For more information, see my Mises Daily article “Introduction to Libertarian Legal Theory,” and Danny Sanchez’s post Study Libertarian Legal Theory Online with Stephan Kinsella.)
The videos of all six lectures plus this Q&A are also available on this playlist.
Libertarian Legal Theory: Property, Conflict, and Society, Lecture 5b: Q&A
Mises Academy, Feb. 28, 2011
STEPHAN KINSELLA: I’m reading Matt’s comment now. I don’t understand how a lack of patent protection would work in some parts of the economy, pharmaceuticals for example. Prices are inflated. Okay, what were the incentives for these companies to extend large amounts of capital? Okay, well, I think I know where you’re going. I’ve heard this. Let me just answer this in a couple of ways. First of all, I don’t know if you’ve read a lot of Rand and others on the anti-trust question, for example. Okay, let me read the rest of it.

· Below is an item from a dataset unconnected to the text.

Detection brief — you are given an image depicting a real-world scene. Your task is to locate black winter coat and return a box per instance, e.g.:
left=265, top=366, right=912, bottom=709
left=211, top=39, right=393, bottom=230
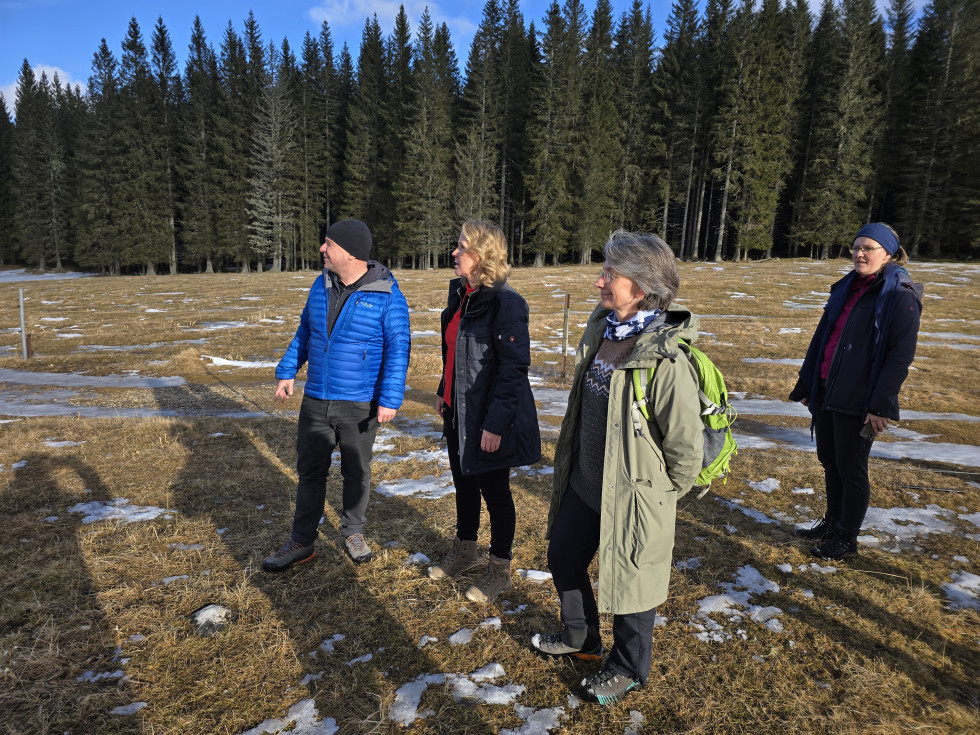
left=438, top=278, right=541, bottom=475
left=789, top=263, right=922, bottom=421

Okay, well, I would say first as a libertarian, our view is moral. Our view is moral. That is, the question is primarily who has the property right. So, for example, on anti-trust, a lot of utilitarian-type free market types would say – they have the arguments for why you don’t need anti-trust law. But they’re not really against it in principle if you do need them. They just think that there are good economic reasons to think that anti-trust is not necessary because companies can’t really collude that successfully because of the nature of the market.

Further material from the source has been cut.